MassTLC new technology “unconference”
This meeting was a gathering of entrepreneurs, business people, angels/venture capitalists, and just about anyone involved in creating and bringing new technologies to market. I went to a talk on how to raise money from angel investors which went over basic but useful information (know what you’re asking for, get an introduction, have a good story, have experience, find a champion for your cause at the angel group, and give it plenty of time because it’ll take 6 months). Afterwards I attended a talk on standing out from the crowd and capitalizing on your competitive advantages, and I basically got the impression that we need to stand up on our soapbox more and put together a more compelling story for people who want to learn about us. The most fun part of the day, though, was meeting with other entrepreneurs and angels. It’s interesting how different the video game market (and most media markets) are different from other tech ventures – whereas in other ventures you need to show how you’re better than the competition since the customer will only buy one product, in the games market you need to be “good enough” since most consumers will buy from multiple competitors. Really cool stuff!
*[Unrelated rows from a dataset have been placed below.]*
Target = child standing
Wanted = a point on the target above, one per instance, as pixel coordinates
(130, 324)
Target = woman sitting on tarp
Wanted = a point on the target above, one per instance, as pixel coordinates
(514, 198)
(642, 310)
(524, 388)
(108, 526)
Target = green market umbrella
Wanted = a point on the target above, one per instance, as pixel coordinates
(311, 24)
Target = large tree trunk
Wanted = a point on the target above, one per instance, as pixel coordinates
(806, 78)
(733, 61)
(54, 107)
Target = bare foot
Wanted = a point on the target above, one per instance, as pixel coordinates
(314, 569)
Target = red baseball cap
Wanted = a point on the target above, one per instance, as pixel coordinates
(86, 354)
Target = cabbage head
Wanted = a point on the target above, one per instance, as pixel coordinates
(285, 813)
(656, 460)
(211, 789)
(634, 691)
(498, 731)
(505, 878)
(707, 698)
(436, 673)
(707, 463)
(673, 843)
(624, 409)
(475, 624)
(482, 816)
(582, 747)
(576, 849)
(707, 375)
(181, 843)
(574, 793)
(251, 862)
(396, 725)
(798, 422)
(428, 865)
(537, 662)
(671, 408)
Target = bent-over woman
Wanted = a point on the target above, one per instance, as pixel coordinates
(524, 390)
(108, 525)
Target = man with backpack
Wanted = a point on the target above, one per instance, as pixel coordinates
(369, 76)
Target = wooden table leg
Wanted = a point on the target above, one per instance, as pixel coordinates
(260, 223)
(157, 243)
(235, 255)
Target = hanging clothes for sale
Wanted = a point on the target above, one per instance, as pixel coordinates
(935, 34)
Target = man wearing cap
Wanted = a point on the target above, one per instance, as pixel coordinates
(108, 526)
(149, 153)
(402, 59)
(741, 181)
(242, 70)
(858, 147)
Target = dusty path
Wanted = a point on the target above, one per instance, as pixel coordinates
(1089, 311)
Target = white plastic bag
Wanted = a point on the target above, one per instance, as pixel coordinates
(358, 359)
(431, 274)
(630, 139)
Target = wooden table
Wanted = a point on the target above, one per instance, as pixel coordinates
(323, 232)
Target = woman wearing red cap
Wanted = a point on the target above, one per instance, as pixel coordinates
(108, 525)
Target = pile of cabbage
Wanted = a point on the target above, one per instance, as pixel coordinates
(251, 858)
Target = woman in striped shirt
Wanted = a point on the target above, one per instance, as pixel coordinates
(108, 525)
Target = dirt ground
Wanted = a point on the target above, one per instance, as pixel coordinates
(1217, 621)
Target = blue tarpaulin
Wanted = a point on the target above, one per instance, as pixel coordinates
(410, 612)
MIT VMS panel on fundraising/bootstrapping in touch economic times
This panel was a lot of fun since I was speaking on it. I’ll save you the boring bits I spoke about and tell you about some of the cool stories the other guys on the panel told. Ryan Damico from Webnotes spoke about how he got his family and friends to buy into his company by giving them convertible notes, and how they’ve been racing to get customers for their still nascent application. Waseem Daher from Ksplice managed to raise a lot of money through various competitions like the MIT 100K (he won) and even got a European scholarship for development of a Linux version of his product. He ended up moving in to an apartment with his other 3 co-founders to save capital, and by being extremely thrifty they’re going to be able to go to market without investor funding. Awesome! Finally Bryan Schmid of Atlas Devices spoke about getting government contracts and how manufacturing physical hardware changes the game, and what you need to watch out for. All of us then fielded questions for about an hour covering a huge range of start up questions, all the way from how much stock to give advisors and employees to how to hire good employees to how to raise money from your family.